По мере укрепления “ревизионистской” школы, пытавшейся пересмотреть однозначно черные оценки СССР и увидеть в нашей стране сложные противоречия и нюансы, американское россиеведение выросло в мощную и эффективную науку. Сегодня она в большей степени отвечает потребности двух народов лучше знать и понимать друг друга. На общность исторической судьбы двух наций не раз указывали такие мыслители как А.Токвиль, П.Сорокин. Когда Америка стала союзницей России в первой мировой войне, виднейших историк американской литературы Ван Вик Брукс писал: “Америка - это просто Россия наоборот. Россия богаче всех других народов в том, что касается духовной энергии; мы всех беднее”. Даже Сталин усматривал сходство в духовных ценностях своего общества с американским. В одной из речей 1931 года, как общую черту выделил особый динамизм и американскую деловитость во всем. “Философия мировой скорби” не наша философия. Пусть скорбят отходящие и отживающие”.

“Россия - это сверхдержава, за ней полмира; нелепый вопрос - надо ли изучать Россию?” - считают в Америке. Меняется она - меняются и американские подходы в ее изучении. Однако, неизменными, как для дореволюционной славистики, так и для пост-советских исследований, остаются детерминанты столь устойчивого интереса: геополитические, социокультурные, академические и т.д., а значит, есть потребность и спрос в мировой глобалистике на россиеведческую продукцию - значит, придет новое поколение исследователей, которым мы и адресуем настоящее издание.

Профессор, доктор исторических наук А.Н.Мячин.


Начало  Страницы

Содержание



[1] Вопросы Истории.-1989.-N4.-С.110. “Отношение Запада к России однозначно и неизменно, оно не зависит, в сущности от политики, ни от идеологии, а диктуется какими-то гораздо более фундаментальными причинами. Ущемление прав человека, тоталитаризм, коммунизм - это все предлоги, предлоги и предлоги. Неизменно одно: неприятие России. А уж как это неприятие обосновать и закамуфлировать - ссылками ли на большевиков или на “темные леса”- особой роли не играет”. Прав был Александр III, когда говорил перед смертью своему наследнику: “У России друзей нет”.

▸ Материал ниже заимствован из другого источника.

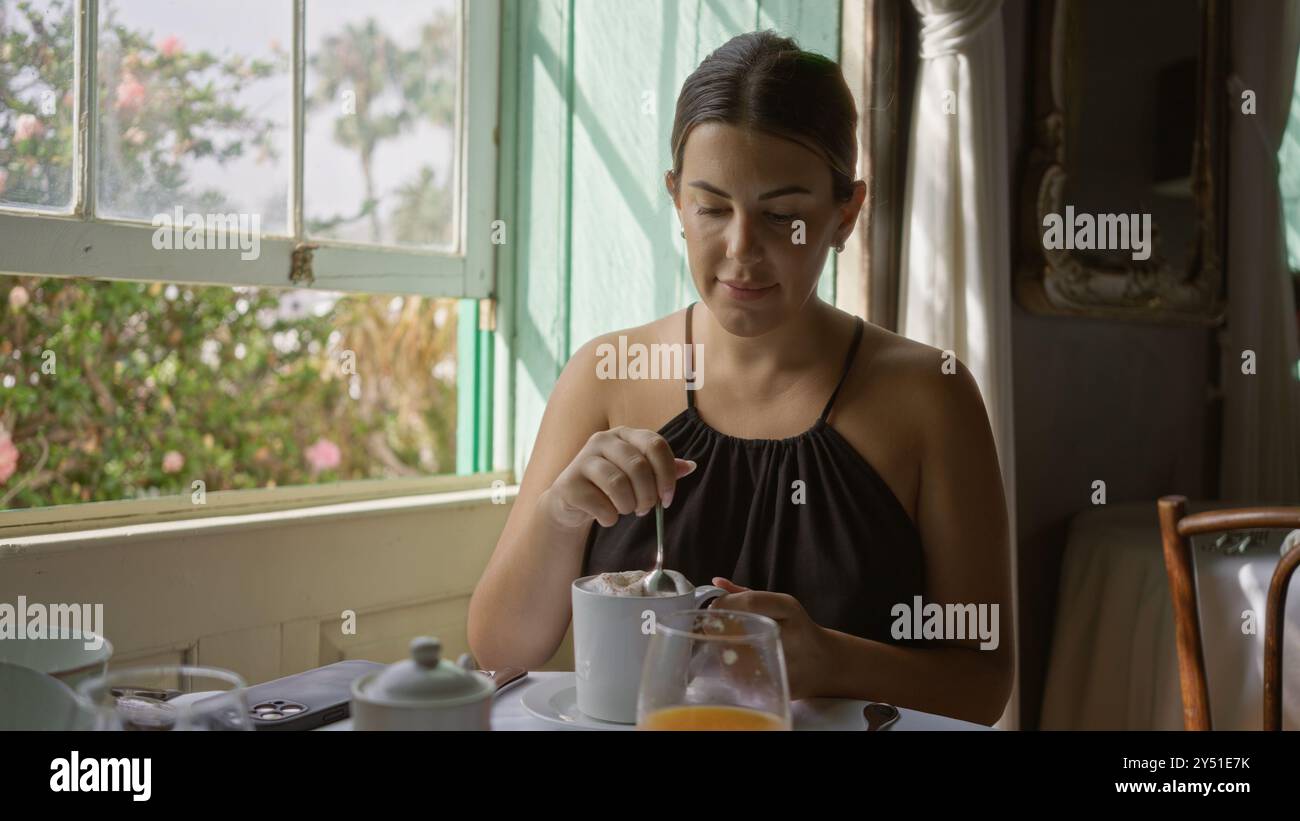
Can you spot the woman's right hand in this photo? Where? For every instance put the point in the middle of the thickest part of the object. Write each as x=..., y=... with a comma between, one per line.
x=618, y=470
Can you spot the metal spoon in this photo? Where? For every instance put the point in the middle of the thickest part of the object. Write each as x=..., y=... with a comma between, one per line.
x=657, y=582
x=879, y=715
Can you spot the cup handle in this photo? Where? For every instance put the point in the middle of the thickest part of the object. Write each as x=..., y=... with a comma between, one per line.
x=706, y=594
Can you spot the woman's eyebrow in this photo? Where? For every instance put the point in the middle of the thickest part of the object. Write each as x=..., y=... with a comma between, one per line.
x=701, y=183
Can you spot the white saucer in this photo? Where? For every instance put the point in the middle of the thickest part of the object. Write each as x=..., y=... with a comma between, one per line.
x=555, y=702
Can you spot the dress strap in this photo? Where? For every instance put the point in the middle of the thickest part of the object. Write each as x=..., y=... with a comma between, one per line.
x=688, y=356
x=848, y=364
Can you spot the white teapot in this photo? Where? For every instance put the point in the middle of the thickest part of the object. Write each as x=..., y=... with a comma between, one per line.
x=423, y=693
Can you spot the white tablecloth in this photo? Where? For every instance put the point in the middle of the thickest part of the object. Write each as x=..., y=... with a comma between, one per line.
x=1114, y=663
x=508, y=713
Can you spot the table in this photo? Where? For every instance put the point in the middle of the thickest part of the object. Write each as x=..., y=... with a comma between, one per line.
x=508, y=713
x=1114, y=663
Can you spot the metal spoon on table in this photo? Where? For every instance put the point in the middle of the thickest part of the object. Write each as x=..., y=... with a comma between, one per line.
x=657, y=582
x=879, y=715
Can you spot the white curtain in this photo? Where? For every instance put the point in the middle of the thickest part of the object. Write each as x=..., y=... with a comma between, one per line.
x=1261, y=412
x=956, y=268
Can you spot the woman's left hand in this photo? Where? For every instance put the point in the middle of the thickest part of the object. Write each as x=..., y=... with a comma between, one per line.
x=805, y=643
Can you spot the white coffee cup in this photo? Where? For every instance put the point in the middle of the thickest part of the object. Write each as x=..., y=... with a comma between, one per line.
x=611, y=635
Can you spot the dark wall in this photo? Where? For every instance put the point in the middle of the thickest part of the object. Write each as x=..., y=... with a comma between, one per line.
x=1095, y=399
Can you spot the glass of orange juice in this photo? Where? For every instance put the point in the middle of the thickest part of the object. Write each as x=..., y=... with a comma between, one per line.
x=714, y=670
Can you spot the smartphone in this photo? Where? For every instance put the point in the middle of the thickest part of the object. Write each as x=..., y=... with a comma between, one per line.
x=307, y=700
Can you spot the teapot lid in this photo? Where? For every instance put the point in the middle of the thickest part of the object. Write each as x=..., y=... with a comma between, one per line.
x=427, y=677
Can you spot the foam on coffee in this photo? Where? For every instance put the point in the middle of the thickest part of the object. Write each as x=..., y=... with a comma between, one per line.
x=628, y=583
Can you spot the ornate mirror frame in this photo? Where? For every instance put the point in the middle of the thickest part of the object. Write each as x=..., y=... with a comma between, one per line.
x=1058, y=281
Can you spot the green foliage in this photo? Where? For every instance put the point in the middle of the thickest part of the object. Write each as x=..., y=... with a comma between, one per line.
x=115, y=390
x=234, y=382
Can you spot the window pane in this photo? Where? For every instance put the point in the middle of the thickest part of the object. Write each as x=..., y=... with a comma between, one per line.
x=37, y=100
x=118, y=390
x=381, y=146
x=195, y=104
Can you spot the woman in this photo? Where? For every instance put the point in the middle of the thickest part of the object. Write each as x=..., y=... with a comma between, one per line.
x=827, y=473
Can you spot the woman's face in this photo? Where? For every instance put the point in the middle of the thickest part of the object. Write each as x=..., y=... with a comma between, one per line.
x=741, y=202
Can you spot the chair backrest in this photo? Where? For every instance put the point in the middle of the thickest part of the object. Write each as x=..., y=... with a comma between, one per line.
x=1177, y=530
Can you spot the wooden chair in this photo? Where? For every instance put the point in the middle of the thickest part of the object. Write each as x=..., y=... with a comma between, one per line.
x=1175, y=530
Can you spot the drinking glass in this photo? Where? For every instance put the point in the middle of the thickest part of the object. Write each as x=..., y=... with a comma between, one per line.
x=167, y=698
x=714, y=670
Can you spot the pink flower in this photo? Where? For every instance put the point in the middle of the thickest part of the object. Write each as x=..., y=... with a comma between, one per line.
x=324, y=455
x=170, y=46
x=130, y=94
x=172, y=461
x=27, y=127
x=8, y=457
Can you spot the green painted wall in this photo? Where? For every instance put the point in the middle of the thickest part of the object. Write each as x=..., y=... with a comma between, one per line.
x=589, y=88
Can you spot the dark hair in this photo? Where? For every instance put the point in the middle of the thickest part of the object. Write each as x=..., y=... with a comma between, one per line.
x=766, y=82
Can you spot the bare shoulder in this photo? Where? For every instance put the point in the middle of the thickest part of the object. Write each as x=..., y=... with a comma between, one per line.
x=637, y=403
x=924, y=381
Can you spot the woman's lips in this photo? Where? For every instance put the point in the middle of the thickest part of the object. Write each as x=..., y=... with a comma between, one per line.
x=746, y=292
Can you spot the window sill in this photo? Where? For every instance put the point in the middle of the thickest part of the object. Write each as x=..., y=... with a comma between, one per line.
x=234, y=513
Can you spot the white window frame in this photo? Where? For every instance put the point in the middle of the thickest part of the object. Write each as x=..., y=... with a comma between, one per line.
x=82, y=244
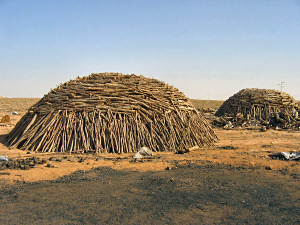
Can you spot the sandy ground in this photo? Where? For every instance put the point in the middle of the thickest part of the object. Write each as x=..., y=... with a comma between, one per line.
x=251, y=150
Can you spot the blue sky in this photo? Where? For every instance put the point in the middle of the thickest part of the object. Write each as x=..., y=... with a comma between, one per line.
x=208, y=49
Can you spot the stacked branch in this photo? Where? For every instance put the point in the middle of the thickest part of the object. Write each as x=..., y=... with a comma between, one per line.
x=113, y=113
x=268, y=107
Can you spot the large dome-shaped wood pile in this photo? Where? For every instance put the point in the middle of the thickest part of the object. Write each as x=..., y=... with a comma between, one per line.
x=111, y=112
x=261, y=105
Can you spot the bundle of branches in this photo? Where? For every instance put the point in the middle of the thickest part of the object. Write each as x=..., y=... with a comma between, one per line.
x=111, y=112
x=268, y=107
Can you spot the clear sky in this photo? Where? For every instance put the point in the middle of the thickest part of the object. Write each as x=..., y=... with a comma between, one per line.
x=209, y=49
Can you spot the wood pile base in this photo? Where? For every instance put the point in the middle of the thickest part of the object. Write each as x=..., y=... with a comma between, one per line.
x=93, y=131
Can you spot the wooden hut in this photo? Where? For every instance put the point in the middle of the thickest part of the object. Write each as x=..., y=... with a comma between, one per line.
x=114, y=113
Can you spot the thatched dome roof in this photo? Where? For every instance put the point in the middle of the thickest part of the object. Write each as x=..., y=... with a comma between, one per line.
x=258, y=104
x=111, y=112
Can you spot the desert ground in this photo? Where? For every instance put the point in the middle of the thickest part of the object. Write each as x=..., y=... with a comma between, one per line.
x=234, y=181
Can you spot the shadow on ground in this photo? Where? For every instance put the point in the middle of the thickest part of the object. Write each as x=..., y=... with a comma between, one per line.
x=193, y=194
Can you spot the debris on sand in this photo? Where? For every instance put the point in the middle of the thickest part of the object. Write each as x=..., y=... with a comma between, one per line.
x=14, y=113
x=3, y=158
x=111, y=113
x=143, y=153
x=5, y=119
x=286, y=155
x=23, y=164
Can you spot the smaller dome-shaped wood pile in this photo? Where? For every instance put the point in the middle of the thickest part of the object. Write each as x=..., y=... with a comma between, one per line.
x=261, y=105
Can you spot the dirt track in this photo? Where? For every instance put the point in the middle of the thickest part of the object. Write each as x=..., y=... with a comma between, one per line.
x=208, y=186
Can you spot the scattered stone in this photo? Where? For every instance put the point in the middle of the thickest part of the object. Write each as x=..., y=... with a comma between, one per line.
x=268, y=168
x=5, y=119
x=3, y=158
x=14, y=113
x=143, y=153
x=263, y=129
x=49, y=165
x=227, y=147
x=81, y=160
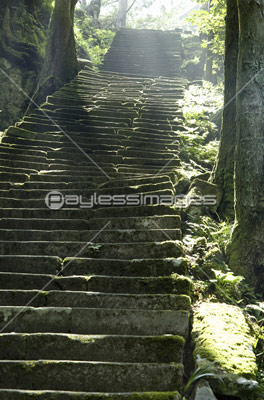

[2] Вопросы истории.-1989.-N4.-С.98. Это отдельная тема. Мы только поддержим не раз высказывавшуюся в литературе точку зрения о том, что стабильные общества, как правило, не востребуют исторические уроки. Повышенный интерес, возникает в кризисные периоды собственной истории - это уже традиция, еще Г.Форд замечал насчет истории, как о самой бесполезной вещи. Многие из американских теоретиков в оправдание подобной сентенции приводят рассуждения на счет того, что античная культура процветала во многом благодаря тому, что у нее не было прошлого и она не имела необходимость оглядываться на него Еще более категоричнее на этот счет высказался Ч.Бирд: “История эта кошка которая идет туда куда ее тянут за хвост”.